[PATCH] revset: introduce the summary predicate

Wed Jan 11 09:15:28 EST 2017

On Tue, 10 Jan 2017 20:09:45 -0500, Matt Harbison wrote:
> On Mon, 09 Jan 2017 23:33:17 -0500, Matt Harbison <mharbison72 at gmail.com>  
> wrote:
> > On Mon, 09 Jan 2017 05:49:23 -0500, Pierre-Yves David  
> >> * predicate
> >> * default behavior
> >> * support 'rich' stringmatcher ?
> >> * are 'literal:' case sensitive ?
> >> * are 're:' case sensitive (and supported at all) ?
> >
> > TL;DR: desc, grep, keyword, and author/user are the oddballs.  grep and  
> > keyword are the regex and literal halves respectively, of the same  
> > search.
> >
> > After stripping out non string predicates, we basically end up with 4  
> > groups:
> >
> > - util.stringmatcher based:
> >
> >      Predicate:            Case Sensitive?
> >      "author"                   N
> >      "user"                     N
> >      "bookmark"                 Y
> >      "branch"                   Y
> >      "extra"                    Y
> >      "named"                    Y
> >      "subrepo"  [1]             Y
> >      "tag"                      Y
> >
> > These all support 'literal:' and 're:'.  Case sensitivity applies the  
> > same to both prefixes, and raw pattern.
> >
> > [1] Not documented to support 'literal:' or 're:' prefixes.
> >
> >
> > - Local method implementation based:
> >
> >      Predicate:            Case Sensitive?
> >      "desc"                     N
> >      "grep"                     Y
> >      "keyword"                  N
> >
> > None of these support prefixes.  The grep param is a regex without  
> > 're:', so it doesn't make a lot of sense to support stringmatcher here-  
> > what stringmatcher thinks is literal is really regex.  If we internally  
> > bolt on 're:', it still can't support literal matches.
> >
> >
> > - match.py based (not relevant, but for completeness):
> >
> >      "adds", "contains", "file", "filelog", "follow",
> >      "followlines", "modifies", "removes"
> >
> > - "bisect" (I can't see how 're:' support here would be meaningful.)
> >
> >
> >>  From there we'll be able to see if a pattern emerge and pick the best  
> >> way to move forward.

Thanks for the nice summary. Inline comments follow.

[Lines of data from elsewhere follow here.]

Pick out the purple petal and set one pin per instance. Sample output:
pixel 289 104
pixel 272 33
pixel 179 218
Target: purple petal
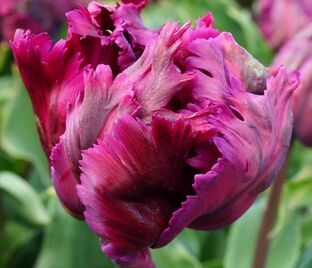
pixel 296 55
pixel 138 174
pixel 253 147
pixel 53 78
pixel 156 77
pixel 64 181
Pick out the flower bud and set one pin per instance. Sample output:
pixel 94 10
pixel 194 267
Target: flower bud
pixel 163 129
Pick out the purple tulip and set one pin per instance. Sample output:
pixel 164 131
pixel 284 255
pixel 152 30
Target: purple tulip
pixel 297 55
pixel 36 15
pixel 153 131
pixel 280 20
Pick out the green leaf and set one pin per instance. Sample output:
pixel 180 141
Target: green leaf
pixel 19 136
pixel 14 237
pixel 214 245
pixel 301 158
pixel 228 17
pixel 69 243
pixel 175 254
pixel 306 259
pixel 285 249
pixel 26 197
pixel 242 238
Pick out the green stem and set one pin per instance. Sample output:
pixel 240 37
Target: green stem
pixel 264 241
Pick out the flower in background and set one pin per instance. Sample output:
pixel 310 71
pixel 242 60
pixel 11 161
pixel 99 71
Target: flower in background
pixel 280 20
pixel 36 15
pixel 152 131
pixel 297 55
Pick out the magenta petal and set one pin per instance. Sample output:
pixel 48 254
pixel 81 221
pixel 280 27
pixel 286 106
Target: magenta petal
pixel 296 55
pixel 223 64
pixel 156 77
pixel 64 181
pixel 137 174
pixel 52 77
pixel 253 149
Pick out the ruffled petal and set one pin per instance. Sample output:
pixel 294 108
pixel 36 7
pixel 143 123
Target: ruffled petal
pixel 296 55
pixel 112 35
pixel 223 64
pixel 155 76
pixel 53 78
pixel 64 181
pixel 253 146
pixel 138 174
pixel 98 106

> > The following thoughts come to mind:
> >
> > A) author/user has been thoroughly corrupted with the lower casing.   
> > Maybe come up with a 3rd one that follows modern rules, and  
> > deprecate/hide these?  Sad, because these seem natural.  OTOH, having  
> > raw pattern and prefixed patterns behave the same everywhere is elegant  
> > and simple.  Not sure what to call it.  'committer' comes to mind, but  
> > that has git implications.  That was suggested when I proposed recording  
> > who performed a graft in the 'extra' dict.  Then it was pointed out this  
> > tracking was related to the chain of custody proposal by Greg, so I let  
> > it drop [1].  My enthusiasm was dampened some when I saw templates also  
> > have {author} and {user}, though the latter is a filter, not a reference  
> > to the field.
> >
> > [1]  
> > https://www.mercurial-scm.org/pipermail/mercurial-devel/2015-April/068692.html

Yeah, that would be unfortunate to deprecate author/user() since they are very
common terms. Also, adding case-sensitive author() would not provide much user
benefit even though that could help eliminating the inconsistency.

So I'm -1 for (A).

On the other hand, I think we should fix the re: case to not lowercase the
pattern but to perform case-insensitive matching so '\B' won't be '\b'.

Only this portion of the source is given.